Can you please elaborate a bit? Thanks
Sure! So the set of cells that are >S manhattan distance away from a cell forms a diamond. In the dp, we need to take a max of dp values of cells that are NOT in this diamond. This can be split in to 4 regions of contiguous diagonals (one from each corner).
Actually there are 2 types of diagonals, one indexed by $$$x+y$$$, other by $$$x-y$$$. The $$$x-y$$$ diagonals are parallel to the orange and blue lines; and $$$x+y$$$ to the purple and green.

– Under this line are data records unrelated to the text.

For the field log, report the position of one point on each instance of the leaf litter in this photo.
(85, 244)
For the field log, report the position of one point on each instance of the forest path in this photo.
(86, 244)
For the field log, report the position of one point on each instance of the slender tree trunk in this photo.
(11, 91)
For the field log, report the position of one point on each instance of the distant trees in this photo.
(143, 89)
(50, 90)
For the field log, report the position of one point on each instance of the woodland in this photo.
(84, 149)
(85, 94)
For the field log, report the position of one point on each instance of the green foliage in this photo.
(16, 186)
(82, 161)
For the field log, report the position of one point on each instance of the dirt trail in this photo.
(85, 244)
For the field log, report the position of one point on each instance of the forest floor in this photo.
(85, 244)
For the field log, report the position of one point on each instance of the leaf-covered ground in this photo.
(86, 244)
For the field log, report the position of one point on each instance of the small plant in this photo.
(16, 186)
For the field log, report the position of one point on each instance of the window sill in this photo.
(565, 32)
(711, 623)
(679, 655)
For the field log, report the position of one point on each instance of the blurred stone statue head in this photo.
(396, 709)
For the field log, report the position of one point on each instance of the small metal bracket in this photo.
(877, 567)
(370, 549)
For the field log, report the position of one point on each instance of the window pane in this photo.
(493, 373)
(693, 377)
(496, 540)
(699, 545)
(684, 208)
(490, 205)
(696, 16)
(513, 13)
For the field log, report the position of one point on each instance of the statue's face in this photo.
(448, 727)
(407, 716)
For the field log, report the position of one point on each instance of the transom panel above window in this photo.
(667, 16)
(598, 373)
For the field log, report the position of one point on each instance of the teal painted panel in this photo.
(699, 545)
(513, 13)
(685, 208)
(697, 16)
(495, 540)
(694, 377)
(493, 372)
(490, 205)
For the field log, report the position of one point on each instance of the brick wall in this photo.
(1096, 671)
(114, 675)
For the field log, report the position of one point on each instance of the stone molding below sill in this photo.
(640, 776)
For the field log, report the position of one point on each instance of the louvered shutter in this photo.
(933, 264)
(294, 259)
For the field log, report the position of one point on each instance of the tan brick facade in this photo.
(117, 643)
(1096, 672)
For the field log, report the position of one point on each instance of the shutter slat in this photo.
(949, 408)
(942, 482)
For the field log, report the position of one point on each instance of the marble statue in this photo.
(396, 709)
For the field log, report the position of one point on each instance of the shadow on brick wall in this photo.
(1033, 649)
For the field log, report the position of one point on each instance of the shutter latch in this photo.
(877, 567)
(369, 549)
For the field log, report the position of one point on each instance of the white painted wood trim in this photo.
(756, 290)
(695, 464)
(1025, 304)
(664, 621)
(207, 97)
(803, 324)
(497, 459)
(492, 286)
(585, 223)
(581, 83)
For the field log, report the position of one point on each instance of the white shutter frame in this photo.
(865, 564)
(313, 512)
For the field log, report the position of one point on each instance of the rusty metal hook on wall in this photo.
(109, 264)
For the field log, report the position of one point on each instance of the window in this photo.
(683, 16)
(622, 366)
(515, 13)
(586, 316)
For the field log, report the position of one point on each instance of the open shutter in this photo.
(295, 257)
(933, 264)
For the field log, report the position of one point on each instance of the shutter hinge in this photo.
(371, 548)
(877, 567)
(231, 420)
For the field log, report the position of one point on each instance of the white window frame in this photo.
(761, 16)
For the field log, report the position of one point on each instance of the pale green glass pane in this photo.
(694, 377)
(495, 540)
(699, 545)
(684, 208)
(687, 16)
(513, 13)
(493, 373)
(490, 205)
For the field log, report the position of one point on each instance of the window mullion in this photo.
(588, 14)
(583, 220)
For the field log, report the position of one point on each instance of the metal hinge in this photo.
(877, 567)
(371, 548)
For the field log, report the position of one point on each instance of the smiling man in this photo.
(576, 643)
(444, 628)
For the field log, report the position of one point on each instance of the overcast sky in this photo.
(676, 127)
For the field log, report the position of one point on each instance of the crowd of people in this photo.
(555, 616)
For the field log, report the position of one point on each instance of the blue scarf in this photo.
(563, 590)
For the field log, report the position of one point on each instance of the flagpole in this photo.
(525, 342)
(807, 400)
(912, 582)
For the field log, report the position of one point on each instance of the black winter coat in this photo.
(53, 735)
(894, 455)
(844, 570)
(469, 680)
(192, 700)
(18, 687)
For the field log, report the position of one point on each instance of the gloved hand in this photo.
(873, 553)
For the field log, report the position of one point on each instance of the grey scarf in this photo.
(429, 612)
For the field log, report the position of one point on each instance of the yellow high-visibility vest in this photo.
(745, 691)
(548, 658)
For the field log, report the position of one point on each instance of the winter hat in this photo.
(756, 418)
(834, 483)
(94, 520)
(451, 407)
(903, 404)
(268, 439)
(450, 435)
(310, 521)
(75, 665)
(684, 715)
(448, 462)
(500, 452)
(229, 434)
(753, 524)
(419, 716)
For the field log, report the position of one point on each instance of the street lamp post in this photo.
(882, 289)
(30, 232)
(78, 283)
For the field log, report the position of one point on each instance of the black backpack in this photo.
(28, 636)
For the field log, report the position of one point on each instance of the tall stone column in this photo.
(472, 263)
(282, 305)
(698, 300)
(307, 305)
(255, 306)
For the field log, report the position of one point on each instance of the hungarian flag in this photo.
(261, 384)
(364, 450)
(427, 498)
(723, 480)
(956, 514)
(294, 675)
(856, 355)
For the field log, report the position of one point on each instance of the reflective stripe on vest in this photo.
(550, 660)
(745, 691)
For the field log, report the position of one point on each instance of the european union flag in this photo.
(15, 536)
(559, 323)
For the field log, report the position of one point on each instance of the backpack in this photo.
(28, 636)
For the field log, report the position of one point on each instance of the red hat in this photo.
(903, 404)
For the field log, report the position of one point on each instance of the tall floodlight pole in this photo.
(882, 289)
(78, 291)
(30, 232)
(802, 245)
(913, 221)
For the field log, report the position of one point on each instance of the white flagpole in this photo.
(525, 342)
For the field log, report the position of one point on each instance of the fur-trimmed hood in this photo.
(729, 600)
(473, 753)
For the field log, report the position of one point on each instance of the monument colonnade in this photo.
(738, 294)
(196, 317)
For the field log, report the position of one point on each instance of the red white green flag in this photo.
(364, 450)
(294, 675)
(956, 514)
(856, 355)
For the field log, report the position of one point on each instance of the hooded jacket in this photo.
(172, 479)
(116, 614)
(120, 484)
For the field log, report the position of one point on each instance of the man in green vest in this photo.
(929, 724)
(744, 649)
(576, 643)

Process cells in decreasing order of A. Let $$$dpsum[d]$$$ be the maximum dp value over processed cells $$$(x,y)$$$ with $$$x+y=d$$$. Let $$$dpdif[d]$$$ be the maximum dp value over processed cells $$$(x,y)$$$ with $$$x-y=d$$$. The answer for cell (x,y) is
$$$A_{x,y}+max ( max_{d<x+y-S \ or\ d>x+y+S} \ dpsum[d], max_{d<x-y-S \ or\ d>x-y+S} \ dpdif[d]) $$$
When we get the answer for $$$(x,y)$$$ we set $$$dpsum[x+y]$$$ to $$$max(dpsum[x+y], ans)$$$ and update $$$dpdif$$$ similarly.
We can compute these suffix/prefix maximums and update the dp in $$$O(log(n))$$$ with a segtree.
Code: https://www.codechef.com/viewsolution/58784071
Thanks a lot! That's a great explanation. I couldn't find a way to query the remaining region.
rating update when??why so late?
why not ratting updated yet?
Go to the section where all coders rating is shown rating has updated there.
The ratings have been updated for all. For users who were affected by the issue in PREFPERM, and who would have had their ratings decrease, we have made the contest unrated for them (ie. +0 rating change). There were 286 such users across all divisions.
Thanks CodeChef_admin for this considerate decision. I spent almost an hour in trying to fix the solution for that problem, and I did not consider at all the likelihood that the reason for getting WA from the automatic judge would be an issue in the problem checker.